Pudo grabar al pescatero exhibicionista y éste, por supuesto quedó encantado recompensándole con una de sus mejores exhibiciones. A su lado, la señora gruesa preparando arenques y destripando sardinas era puro costumbrismo. -¿Qué te pongo joven? –solía decir a los clientes quienes por temor a la emboscada cruzaban encogidos la frontera de su puesto. Tres metros de mostrador cargado de hielo cubierto de helechos tapados con pescado. Por el drenaje goteando escamas y sangre. En un cartón donde envolver la compra del cliente, el precio cambiante según iba la jornada. Por kilos o docenas de acuerdo al producto y la ganancia.

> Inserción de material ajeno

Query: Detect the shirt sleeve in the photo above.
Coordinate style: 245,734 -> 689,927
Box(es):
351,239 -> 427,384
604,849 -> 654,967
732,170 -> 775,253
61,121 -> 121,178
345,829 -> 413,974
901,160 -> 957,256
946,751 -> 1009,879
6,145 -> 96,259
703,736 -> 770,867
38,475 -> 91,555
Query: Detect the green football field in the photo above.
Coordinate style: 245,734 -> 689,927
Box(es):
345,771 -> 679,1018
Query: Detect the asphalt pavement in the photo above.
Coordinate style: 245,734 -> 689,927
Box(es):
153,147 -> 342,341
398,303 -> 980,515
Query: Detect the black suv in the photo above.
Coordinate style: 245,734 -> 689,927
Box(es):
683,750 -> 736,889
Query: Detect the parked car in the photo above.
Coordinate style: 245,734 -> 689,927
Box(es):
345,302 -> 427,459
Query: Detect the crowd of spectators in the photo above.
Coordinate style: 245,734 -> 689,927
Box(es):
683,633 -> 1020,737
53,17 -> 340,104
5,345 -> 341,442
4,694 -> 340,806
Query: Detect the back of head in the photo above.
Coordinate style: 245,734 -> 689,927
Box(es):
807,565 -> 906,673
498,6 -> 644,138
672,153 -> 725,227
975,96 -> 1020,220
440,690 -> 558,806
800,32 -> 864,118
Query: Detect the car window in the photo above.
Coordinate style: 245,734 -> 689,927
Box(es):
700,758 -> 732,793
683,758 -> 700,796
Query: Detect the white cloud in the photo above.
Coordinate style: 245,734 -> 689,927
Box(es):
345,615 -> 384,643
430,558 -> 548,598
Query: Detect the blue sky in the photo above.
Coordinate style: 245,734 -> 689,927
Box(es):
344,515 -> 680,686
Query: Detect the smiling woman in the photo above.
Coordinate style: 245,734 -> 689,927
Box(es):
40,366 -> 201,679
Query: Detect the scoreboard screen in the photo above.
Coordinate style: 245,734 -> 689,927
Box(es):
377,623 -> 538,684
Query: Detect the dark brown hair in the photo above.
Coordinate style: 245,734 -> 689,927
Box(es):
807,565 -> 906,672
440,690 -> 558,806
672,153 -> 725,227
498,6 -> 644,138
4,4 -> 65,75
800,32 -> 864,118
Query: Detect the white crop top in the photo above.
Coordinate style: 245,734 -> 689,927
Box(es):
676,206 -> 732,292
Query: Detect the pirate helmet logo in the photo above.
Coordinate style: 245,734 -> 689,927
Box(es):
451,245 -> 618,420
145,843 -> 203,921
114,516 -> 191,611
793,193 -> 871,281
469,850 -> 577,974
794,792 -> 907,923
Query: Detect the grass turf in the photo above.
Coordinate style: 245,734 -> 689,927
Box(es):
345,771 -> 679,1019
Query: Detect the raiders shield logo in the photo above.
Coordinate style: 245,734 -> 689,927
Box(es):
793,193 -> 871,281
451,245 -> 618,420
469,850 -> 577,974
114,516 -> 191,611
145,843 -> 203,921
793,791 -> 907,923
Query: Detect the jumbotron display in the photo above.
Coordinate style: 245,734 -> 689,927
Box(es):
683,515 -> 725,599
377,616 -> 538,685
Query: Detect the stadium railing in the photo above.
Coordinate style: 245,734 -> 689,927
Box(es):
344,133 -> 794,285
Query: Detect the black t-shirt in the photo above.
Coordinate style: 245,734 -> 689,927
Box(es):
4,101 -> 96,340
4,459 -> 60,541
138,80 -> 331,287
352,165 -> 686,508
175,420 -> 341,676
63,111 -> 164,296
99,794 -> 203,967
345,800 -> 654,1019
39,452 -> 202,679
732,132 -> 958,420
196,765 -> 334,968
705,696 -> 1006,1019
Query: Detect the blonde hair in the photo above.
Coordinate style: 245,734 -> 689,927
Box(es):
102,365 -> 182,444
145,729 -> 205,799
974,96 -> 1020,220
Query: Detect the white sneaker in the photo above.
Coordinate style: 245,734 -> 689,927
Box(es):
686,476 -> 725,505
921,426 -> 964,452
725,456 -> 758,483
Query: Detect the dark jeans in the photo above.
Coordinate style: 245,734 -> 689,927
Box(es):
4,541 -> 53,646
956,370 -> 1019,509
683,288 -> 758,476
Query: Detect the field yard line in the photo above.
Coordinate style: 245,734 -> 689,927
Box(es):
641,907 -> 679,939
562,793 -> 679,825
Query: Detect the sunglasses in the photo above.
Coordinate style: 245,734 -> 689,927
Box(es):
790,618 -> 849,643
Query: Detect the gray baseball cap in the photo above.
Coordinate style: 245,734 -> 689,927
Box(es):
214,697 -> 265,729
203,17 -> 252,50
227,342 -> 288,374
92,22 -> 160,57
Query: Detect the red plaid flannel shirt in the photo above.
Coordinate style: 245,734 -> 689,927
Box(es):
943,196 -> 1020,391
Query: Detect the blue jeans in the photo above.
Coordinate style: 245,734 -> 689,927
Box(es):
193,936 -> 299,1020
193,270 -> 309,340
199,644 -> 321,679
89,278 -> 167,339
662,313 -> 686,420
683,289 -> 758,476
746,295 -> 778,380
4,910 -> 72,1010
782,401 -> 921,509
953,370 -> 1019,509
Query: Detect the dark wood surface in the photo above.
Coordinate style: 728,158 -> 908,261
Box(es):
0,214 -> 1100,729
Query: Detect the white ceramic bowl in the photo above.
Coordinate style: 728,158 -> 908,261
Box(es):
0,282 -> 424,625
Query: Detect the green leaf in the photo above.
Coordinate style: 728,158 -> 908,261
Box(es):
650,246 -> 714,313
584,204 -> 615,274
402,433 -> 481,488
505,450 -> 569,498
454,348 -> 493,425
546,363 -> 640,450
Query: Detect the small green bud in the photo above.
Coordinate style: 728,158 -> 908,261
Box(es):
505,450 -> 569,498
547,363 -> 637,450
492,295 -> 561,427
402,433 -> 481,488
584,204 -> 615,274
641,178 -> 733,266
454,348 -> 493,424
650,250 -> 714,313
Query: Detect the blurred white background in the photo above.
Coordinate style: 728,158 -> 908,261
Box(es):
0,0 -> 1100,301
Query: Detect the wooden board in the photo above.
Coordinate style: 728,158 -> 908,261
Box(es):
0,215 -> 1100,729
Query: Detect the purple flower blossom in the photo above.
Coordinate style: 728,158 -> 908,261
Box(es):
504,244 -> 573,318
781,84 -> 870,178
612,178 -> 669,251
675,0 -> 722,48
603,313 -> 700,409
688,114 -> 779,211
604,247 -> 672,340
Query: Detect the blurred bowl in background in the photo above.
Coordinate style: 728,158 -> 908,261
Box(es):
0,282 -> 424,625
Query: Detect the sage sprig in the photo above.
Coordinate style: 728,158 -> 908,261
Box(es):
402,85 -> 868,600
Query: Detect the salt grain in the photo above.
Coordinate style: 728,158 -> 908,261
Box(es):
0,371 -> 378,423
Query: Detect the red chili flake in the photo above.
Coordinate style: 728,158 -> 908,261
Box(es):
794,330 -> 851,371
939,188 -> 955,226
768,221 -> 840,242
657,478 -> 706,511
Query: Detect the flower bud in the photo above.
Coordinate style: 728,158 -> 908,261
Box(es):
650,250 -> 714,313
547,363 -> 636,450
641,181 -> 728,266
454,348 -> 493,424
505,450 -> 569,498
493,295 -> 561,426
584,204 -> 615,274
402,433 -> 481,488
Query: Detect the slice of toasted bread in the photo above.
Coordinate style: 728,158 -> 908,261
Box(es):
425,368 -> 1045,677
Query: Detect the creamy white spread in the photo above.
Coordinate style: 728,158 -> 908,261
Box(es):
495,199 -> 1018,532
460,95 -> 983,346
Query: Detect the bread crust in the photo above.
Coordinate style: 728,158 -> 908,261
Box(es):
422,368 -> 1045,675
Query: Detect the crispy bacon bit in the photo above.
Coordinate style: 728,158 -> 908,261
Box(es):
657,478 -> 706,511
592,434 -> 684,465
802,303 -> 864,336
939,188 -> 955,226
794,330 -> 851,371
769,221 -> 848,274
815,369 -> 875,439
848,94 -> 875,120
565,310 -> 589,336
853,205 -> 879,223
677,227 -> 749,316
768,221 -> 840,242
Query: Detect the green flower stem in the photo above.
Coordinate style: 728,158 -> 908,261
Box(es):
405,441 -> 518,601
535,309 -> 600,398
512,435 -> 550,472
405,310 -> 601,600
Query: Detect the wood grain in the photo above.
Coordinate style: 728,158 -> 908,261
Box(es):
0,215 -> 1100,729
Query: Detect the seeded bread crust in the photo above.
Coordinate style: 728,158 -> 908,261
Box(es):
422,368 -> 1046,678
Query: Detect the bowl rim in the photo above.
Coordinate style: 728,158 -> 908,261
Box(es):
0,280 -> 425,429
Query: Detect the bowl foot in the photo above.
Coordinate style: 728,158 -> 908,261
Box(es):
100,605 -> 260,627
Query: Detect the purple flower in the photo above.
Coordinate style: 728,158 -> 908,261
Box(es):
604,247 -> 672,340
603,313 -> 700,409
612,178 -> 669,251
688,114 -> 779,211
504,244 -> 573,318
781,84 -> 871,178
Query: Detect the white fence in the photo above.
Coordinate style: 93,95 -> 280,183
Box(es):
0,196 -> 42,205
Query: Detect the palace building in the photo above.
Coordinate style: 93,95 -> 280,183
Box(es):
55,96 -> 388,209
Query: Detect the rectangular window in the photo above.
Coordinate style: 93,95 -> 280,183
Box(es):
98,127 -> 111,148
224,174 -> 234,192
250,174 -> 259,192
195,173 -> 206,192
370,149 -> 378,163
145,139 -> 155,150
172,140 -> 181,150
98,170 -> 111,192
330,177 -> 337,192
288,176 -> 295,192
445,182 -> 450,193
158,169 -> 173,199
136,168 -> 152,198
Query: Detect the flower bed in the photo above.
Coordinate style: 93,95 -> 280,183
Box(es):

Como ella otras tantas desperdigadas por la planta baja del mercado. Tres pisos con dedicación exclusiva por procedencia: mar, tierra; animal o vegetal. La planta baja: bacalao de alta mar, ballena del norte, lenguados de Terranova, foca de temporada, camarones enanos, atunes enormes, calamares gigantes, luciopercas doradas, salmones plateados, langostas negras, medusas deshidratadas... Todo expuesto sobre montañas de hielo entre gritos del vendedor con el tono más alto y las necesidades más graves: chiquillos y deudas en ocasiones por orden inverso.
-¡Eh, aquí! ¡Ven precioso! ¡Puedes grabarme lo que quieras si te llevas algo! ¡Ven, ven, acércate que no te voy a morder!
Fausto se aproximó a un puesto que nada tenía de particular, salvo la mujer que con algo más arrojo y descaro que la competencia lo miraba clavándole sus grandes ojos azules.
-Mira qué genero, precioso. Cómprame una cosita y grabas lo que te plazca. No me vas a negar que tengo buena cara para la cámara. ¿O sí?
- ¡A esa ni caso! ¡Ven aquí que yo sí he traído lo mejor! ¿Has visto mis salmones? ¡Están vivos!
-¡Tú calla! ¡A tus años mejor los salmones los escondes!